- Born: 8 January 1966 (age 60) Jakarta
- Occupation: Senior journalist for Forum News Network
- Years active: 1995–present

= Edy Mulyadi =

Indonesian journalist

Edy Mulyadi (born 8 January 1966) is an Indonesian senior journalist currently active at Forum News Network (FNN), notable for criticizing Indonesia's planned new capital city, Nusantara by using inappropriate words in late January 2022. He is also currently a cadre of the Prosperous Justice Party (PKS), and he was originally elected to the 2019 Indonesian legislative election as a DPR candidate but failed for insufficient votes.

== Career ==
=== Journalism ===
Edy first started his journalist career at the newspaper Balance Daily (Harian Neraca), and currently listed at Indonesian Journalists Union (PWI) since 22 May 1995, but since then Edy is no longer listed at the website of the Press Council, according to the head of PWI branch in Depok, Rusdy Nurdiansyah. He is also a writer at Kompasiana since 2014.

At unknown time, he joined FNN which was founded by former Republika reporters and journalists led by Hersubeno Arif. FNN itself is an alt-media news site for pro-opposition Indonesians and opposing Joko Widodo administration policies in their reports while praising Islamic fundamentalism and their acts, including the currently banned Islamic Defenders Front and their figures in another side. FNN was notorious for its questionable reportings. Some of FNN bogus reporting are including spreading a series of fake news on finance situation in Indonesia in apparent attempt to smear national economy policies and inciting distrust and spreading false report on, later identified as hoax, on medical status of Megawati Soekarnoputri. The FNN status itself was unverified as in 2020 and 2021 by Indonesian Press Council. During his time in FNN, he made questionable stories and claims about Islamic Defenders Front followers that were shot dead by the police.

=== Others ===
He is also currently owning a YouTube channel named Bang Edy Channel. The account confiscated following his arrest by police, but yet to taken down. The content of his channel mostly contains critics to Joko Widodo government. It also contain demagogic contents such as divisive materials, strong words, and materials inciting hostilities against particular tribes and races.

== Criticism of the new capital city ==
On 23 January 2022, Edy in a Twitter video criticizes the move to the new capital city of Nusantara while using inappropriate words:

Could you understand? This is a highly-priced place for elites, their own buildings were later sold and moved to the place where jinns (demons) are throwing away the children...
...Where are the markets? If the markets were (crowded) by kuntilanaks and genderuwos, so why I come to build there?
— Edy Mulyadi

Additionally, an advocate Azam Khan sitting next to Edy responded "only monkeys (want to live there)" while hearing Edy's speech that no one buying a new house in Gunung Sari, Penajam North Paser Regency.
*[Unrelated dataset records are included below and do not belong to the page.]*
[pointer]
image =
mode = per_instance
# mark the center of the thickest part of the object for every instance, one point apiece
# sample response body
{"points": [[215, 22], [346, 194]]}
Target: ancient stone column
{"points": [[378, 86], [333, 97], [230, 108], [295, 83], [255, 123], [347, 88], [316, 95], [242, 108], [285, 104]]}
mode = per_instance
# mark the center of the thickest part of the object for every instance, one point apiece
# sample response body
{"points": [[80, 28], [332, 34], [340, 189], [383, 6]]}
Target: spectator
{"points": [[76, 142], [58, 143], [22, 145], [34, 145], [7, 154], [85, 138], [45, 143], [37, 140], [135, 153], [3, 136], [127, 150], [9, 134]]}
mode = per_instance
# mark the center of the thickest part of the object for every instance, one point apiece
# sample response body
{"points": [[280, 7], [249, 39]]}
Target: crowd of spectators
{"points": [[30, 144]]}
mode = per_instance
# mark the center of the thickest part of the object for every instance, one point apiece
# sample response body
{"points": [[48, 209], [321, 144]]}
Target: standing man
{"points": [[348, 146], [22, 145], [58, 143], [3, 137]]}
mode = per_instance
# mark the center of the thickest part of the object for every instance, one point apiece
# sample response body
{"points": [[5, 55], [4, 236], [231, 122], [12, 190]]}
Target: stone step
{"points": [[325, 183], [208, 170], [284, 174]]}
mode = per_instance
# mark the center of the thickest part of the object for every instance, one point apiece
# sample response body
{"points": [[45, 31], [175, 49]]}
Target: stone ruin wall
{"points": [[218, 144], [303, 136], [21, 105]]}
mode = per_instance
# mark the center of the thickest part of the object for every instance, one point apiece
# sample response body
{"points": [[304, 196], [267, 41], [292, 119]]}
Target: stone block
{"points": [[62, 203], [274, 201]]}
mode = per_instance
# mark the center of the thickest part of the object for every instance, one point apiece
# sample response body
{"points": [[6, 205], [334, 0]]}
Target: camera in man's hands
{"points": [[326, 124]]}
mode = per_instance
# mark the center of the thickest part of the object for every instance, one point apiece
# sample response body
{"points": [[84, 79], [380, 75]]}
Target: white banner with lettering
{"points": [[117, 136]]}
...No one wanted to live at Gunung Sari, Penajam, after moving to Kalimantan to buy a house there. "I don't want to be a resident of the new capital!"
— Edy Mulyadi

As a response, numerous mass organizations in South and East Kalimantan reported Edy to the police for offending Kalimantan inhabitants. Tifatul Sembiring, a PKS politician, originally supported Edy, but later apologized it and withdrew the support. In 31 January, Edy stated again an apology of his case at the Bareskrim Polri building in Jakarta, after the previous one in 24 January; and later he was arrested by the police that day. Edy stated in a YouTube video that he was targeted by people before being arrested, and he also said that "I will surrender to Allah".